Alonso: «Una borsa di studio a chi farà l’ingegnere di F1»

Probabilmente è il fascino esercitato da Oxford e dalla più vecchia università del mondo. O forse, azzarda chi lo conosce bene, è più semplicemente l’amore folle che questo figlio di un operaio edile e di una cassiera di un grande magazzino prova per i motori. Lui che per un go kart smise di studiare, lui che di motori, però, ci capisce come pochi altri - forse solo kaiser Schumi gli resta superiore -, lui Fernando Alonso ha deciso di mettere in piedi un personalissimo “corso universitario”. Chiamiamolo, per rispetto verso Oxford, Cambridge, verso il Poli milanese e la Bocconi e la Cattolica, chiamiamolo solo “master Alonso” in ingegneria meccanica con specializzazione in motori di formula uno.
Nei mesi scorsi, infatti, il due volte campione del mondo della Renault, ora passato alla McLaren-Mercedes nel tentativo di resuscitare il team, ha avuto il tempo di studiare e riflettere sulla sua Spagna e sulla formula uno di oggi. Il clima meditabondo di Oxford, dove risiede, deve avergli fornito terreno fertile. La considerazione a cui è giunto è la seguente: nel Circus, dove di giornalisti spagnoli ce ne sono fin troppi, mancano meccanici, tecnici e soprattutto ingegneri iberici. Proliferano invece gli anglosassoni anche nelle varianti australiane e sudafricane; mentre si difendono dignitosamente gli italiani. I primi appartengono di diritto alla cosiddetta “scuola dei telasti” d’Oltre Manica: quella nata ai tempi degli assemblatori d’auto, così li chiamava Enzo Ferrari per distinguerli dalla Rossa che le macchine le faceva in toto. I secondi, i nostri, sono meglio noti come eccellenti motoristi: si pensi a Paolo Martinelli, ora promosso ad altri incarichi in Fiat, ma per anni responsabile del reparto motori Ferrari; o all’ingegnere Luca Marmorini, che dopo i trascorsi a Maranello è andato a progettare motori in Toyota. Di spagnoli, invece, se ne contano pochini.

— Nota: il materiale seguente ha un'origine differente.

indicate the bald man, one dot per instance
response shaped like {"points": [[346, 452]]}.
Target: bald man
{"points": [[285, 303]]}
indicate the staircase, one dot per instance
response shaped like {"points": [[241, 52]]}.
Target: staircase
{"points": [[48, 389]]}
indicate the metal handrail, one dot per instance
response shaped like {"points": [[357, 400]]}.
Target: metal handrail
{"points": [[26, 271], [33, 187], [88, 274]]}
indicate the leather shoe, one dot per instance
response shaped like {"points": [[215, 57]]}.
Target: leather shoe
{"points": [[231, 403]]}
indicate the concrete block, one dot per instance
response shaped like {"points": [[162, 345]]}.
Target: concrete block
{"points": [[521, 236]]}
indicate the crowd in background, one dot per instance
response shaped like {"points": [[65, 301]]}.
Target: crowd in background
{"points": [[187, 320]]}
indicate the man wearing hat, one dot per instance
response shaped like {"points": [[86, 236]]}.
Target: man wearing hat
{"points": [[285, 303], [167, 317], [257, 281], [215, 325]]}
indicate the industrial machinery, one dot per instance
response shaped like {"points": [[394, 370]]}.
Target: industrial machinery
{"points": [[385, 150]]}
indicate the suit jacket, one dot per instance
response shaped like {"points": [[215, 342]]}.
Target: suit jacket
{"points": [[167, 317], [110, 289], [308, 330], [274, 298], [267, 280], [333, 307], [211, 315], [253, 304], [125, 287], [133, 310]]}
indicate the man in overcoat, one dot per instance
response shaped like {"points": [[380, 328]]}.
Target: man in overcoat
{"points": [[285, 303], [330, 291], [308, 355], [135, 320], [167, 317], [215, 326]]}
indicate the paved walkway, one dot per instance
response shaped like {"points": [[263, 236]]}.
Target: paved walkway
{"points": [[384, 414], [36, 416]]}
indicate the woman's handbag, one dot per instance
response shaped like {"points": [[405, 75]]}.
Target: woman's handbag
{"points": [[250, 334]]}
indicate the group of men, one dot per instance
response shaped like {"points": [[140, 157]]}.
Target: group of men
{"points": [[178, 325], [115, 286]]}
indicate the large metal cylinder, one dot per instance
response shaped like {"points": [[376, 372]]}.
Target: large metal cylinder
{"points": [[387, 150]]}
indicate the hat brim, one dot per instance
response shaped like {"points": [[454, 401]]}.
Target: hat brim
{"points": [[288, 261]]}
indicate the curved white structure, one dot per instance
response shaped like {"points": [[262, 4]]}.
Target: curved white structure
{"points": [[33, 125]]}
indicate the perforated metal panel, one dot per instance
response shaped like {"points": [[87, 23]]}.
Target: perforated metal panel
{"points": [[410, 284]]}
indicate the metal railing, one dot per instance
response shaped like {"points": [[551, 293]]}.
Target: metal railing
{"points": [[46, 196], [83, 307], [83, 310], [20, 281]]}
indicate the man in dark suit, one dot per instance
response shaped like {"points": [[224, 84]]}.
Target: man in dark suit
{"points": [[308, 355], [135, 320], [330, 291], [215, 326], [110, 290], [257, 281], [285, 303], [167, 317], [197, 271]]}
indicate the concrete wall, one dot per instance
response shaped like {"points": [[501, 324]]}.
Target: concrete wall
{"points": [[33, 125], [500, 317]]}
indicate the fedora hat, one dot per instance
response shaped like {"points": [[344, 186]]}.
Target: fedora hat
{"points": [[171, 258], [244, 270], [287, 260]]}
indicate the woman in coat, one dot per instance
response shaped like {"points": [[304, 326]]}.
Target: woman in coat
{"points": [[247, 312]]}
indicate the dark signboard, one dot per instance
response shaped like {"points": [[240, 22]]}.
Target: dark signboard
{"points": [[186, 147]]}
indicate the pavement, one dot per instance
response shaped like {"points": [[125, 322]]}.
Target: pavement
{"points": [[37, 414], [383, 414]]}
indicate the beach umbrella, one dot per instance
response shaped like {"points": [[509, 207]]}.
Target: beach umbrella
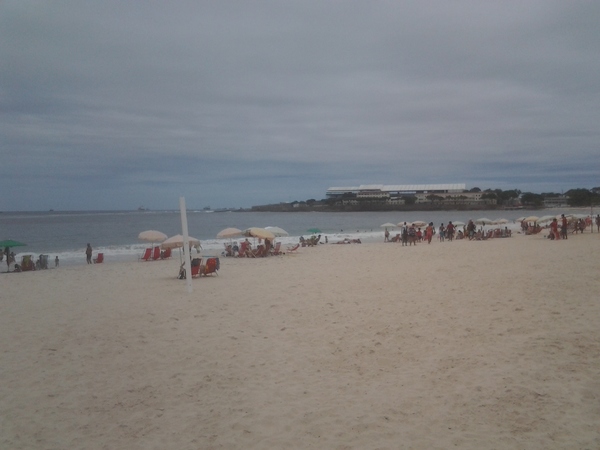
{"points": [[257, 232], [278, 232], [229, 233]]}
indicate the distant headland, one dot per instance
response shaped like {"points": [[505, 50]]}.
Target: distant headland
{"points": [[440, 197]]}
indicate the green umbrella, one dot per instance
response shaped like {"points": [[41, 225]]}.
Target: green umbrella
{"points": [[11, 243]]}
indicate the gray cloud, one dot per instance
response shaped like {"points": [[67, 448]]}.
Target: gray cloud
{"points": [[110, 105]]}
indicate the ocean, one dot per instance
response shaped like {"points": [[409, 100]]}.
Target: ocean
{"points": [[65, 234]]}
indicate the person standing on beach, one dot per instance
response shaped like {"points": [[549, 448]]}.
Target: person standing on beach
{"points": [[564, 226], [88, 254], [554, 229], [450, 231], [429, 232]]}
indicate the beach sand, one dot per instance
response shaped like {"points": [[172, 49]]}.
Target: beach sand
{"points": [[470, 345]]}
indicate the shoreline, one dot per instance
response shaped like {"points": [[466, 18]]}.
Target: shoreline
{"points": [[474, 344]]}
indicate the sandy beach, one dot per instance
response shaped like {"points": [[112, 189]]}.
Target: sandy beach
{"points": [[471, 345]]}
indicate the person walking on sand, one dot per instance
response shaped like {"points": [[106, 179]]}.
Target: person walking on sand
{"points": [[429, 232], [564, 226], [554, 229], [88, 254]]}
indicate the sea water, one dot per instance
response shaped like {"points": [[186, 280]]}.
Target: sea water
{"points": [[66, 234]]}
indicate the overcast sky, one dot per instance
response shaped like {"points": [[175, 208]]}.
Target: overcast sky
{"points": [[233, 103]]}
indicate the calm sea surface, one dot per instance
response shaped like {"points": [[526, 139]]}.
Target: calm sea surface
{"points": [[115, 233]]}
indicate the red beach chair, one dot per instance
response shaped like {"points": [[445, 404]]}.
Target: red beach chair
{"points": [[212, 265], [146, 255], [293, 249]]}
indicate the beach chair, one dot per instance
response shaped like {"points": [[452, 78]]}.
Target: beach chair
{"points": [[245, 251], [277, 249], [43, 261], [293, 249], [196, 266], [212, 266], [146, 255]]}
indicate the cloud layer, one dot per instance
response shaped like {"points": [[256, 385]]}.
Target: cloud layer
{"points": [[112, 105]]}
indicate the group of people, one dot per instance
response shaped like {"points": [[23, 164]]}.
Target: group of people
{"points": [[245, 249], [410, 234], [27, 262]]}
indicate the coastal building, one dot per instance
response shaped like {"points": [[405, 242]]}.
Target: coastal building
{"points": [[398, 194]]}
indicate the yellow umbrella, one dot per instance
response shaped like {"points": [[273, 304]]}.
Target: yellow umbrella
{"points": [[258, 233]]}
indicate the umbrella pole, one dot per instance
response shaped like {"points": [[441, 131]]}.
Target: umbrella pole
{"points": [[186, 246]]}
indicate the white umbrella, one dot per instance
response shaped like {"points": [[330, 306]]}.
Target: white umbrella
{"points": [[278, 232], [152, 236], [229, 233], [177, 242], [419, 223], [259, 233]]}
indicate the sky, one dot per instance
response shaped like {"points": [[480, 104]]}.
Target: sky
{"points": [[115, 104]]}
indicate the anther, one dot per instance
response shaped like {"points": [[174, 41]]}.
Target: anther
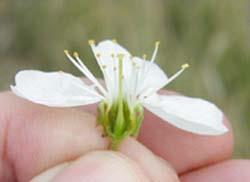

Da qui l’idea di Alonso: seminare il primo seme di quella che dovrà essere una futura nidiata di ingegneri di formula uno che hablan españolo e pasteggiano a paella e iberico. Per dar la misura, è come se Totti, anziché spintonare il proprio massaggiatore, investisse regalando soldi a studenti aspiranti fisioterapisti. Il campione del mondo avrebbe potuto limitarsi a una considerazione urbi et orbi, giusto per sensibilizzare gli animi; invece ha parlato con uno dei suoi sponsor e messo mano al portafoglio destinando fondi e risorse all’istituzione di dodici borse di studio per studenti spagnoli.
L’annuncio è arrivato l’altro giorno da Madrid, dove il campione asturiano ha illustrato il progetto con i ragazzi scelti per gli indubbi meriti scolastici. Si tratta di un master della durata di un anno organizzato presso la Oxford Brookes University di Oxford. «Ero preoccupato dalla mancanza di tecnici spagnoli nell’industria motoristica» ha ammesso lui; «La sua è una sfida interessante ed eccitante - ha sottolineato Denise Morrey, decana della Scuola di tecnologia di Oxford -; come pilota Fernando è consapevole dell’importanza degli ingegneri e credo che questo suo investimento, nel tempo, avrà effetti positivi sull’intera economia spagnola».
Forse la decana esagera un poco, ma di certo l’idea di Alonso ha già prodotto un effetto: dodici ragazzi sanno di non poter sbagliare e studieranno come matti. Al traguardo, forse, li attende la F1. Di certo li aspetta un signore campione del mondo che non ha voglia di scoprire di aver buttato via soldi. Come stimolo a far bene può bastare.